Mit meinem aktuellen Arbeitgeber, fairconcept, haben wir eine Übergabephase bis 30.06.2026 vereinbart. Es erfolgt eine strukturierte Übergabe aller Aufgaben und Projekte an meine Nachfolge. Auf der operativen Seite stehe ich weiterhin zur Verfügung. Das bin ich schuldig – dem Unternehmen, den Menschen, der Aufgabe selbst.
Der neue Anfang: Was mich erwartet
Am 01.07.2026 starte ich ein neues Kapitel. Gemeinsam mit meinem neuen Arbeitgeber werden wir eine Niederlassung eröffnen und das Geschäft weiter voranbringen. Das ist der Plan.
Bis dahin werde ich Abläufe analysieren, Kalkulationen bearbeiten, Kundengespräche führen. Bereichsleitung sowie Objektleitung begleiten, motivieren und unterstützen – nicht von außen, sondern von innen heraus.
Das ist das, was mich reizt. Nicht die Routine, sondern der Aufbau. Nicht die Verwaltung, sondern die Gestaltung. Nicht die permanente Wiederholung, sondern die Entwicklung.
Wertschätzung – ehrlich gemeint
fairconcept gebäudeservice GmbH und meinem aktuellen Team danke ich aufrichtig. Nicht mit leeren Worten, sondern mit dem Wissen, dass diese 28 Monate echte Lernkurve waren. Die Erfahrung im Dreischeibenhaus, die Menschen, die ich dort getroffen habe – das werde ich mitnehmen. Nicht als Last, sondern als Fundament.
Und meinem neuen Arbeitgeber? Der bereits gezeigt hat, dass er versteht, wie wichtig Respekt und echte Zusammenarbeit sind. Der zu mir kam, statt mich zu ihm zu rufen. Der zuhört, statt zu befehlen. Mit solchen Menschen arbeite ich gerne.
Die unbequeme Wahrheit
Ich habe lange genug in Positionen gearbeitet, in denen ich vorsichtig sein musste. In denen Sicherheit vor Wachstum ging. Das war manchmal notwendig. Manchmal auch bequem.

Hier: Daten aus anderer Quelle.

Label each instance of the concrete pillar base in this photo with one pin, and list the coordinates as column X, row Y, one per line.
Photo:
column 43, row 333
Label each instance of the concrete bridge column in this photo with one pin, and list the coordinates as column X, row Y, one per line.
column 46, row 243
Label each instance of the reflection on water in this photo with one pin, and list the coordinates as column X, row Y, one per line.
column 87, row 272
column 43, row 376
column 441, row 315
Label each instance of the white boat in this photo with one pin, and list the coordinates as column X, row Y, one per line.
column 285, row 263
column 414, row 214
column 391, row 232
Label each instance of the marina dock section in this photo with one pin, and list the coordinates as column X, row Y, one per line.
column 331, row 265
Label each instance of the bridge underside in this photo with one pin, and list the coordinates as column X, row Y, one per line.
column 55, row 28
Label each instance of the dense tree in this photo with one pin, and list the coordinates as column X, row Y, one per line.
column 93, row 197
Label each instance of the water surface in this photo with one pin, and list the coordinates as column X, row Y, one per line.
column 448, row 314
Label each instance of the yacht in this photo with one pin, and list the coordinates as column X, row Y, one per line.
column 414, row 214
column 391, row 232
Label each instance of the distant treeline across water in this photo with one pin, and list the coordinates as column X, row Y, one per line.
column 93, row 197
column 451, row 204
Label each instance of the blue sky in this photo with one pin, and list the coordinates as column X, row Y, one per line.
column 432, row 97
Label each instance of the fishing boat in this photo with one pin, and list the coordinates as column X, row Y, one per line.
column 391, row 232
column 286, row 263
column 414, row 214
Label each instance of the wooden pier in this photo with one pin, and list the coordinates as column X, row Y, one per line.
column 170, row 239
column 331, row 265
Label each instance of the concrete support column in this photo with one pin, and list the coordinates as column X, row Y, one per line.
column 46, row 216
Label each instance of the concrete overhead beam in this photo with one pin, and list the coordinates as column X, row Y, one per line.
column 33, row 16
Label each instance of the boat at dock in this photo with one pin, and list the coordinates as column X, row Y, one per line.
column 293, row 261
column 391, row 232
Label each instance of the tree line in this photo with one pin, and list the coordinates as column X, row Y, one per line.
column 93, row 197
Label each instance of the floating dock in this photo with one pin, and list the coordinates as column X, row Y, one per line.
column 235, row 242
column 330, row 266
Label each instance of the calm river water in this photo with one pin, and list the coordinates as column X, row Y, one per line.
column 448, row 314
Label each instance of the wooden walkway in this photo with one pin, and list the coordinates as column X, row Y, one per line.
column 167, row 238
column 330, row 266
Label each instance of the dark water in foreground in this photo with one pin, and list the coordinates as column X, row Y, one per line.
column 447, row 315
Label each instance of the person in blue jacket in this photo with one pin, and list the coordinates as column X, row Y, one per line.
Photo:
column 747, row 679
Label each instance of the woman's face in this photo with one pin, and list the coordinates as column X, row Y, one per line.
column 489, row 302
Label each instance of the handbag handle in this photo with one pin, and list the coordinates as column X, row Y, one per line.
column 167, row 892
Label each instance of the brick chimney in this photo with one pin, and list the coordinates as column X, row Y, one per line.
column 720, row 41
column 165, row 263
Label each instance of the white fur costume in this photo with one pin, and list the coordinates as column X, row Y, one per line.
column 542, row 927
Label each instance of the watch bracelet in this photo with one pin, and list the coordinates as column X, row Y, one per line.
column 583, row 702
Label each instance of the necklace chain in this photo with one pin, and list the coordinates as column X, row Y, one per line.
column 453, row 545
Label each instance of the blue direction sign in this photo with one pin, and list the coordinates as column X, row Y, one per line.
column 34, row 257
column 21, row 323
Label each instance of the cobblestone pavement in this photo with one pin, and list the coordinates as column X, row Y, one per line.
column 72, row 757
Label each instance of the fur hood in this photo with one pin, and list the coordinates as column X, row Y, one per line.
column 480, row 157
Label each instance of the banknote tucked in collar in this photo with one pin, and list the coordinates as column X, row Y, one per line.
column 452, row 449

Aber irgendwann merkst du: Das kostet dich etwas anderes. Deine Energie. Deine Freude. Die Überzeugung, dass du noch mehr geben kannst.
Mit 60 Jahren möchte ich anders arbeiten. An Dingen, bei denen ich wachse. Nicht schrumpfe.
Was ich vermissen werde
Eines werde ich vermissen. Morgens bei Sonnenaufgang in die 22. Etage fahren. Auf der Dachterrasse die Morgenluft einatmen und den Moment der Stille in der großen Stadt genießen.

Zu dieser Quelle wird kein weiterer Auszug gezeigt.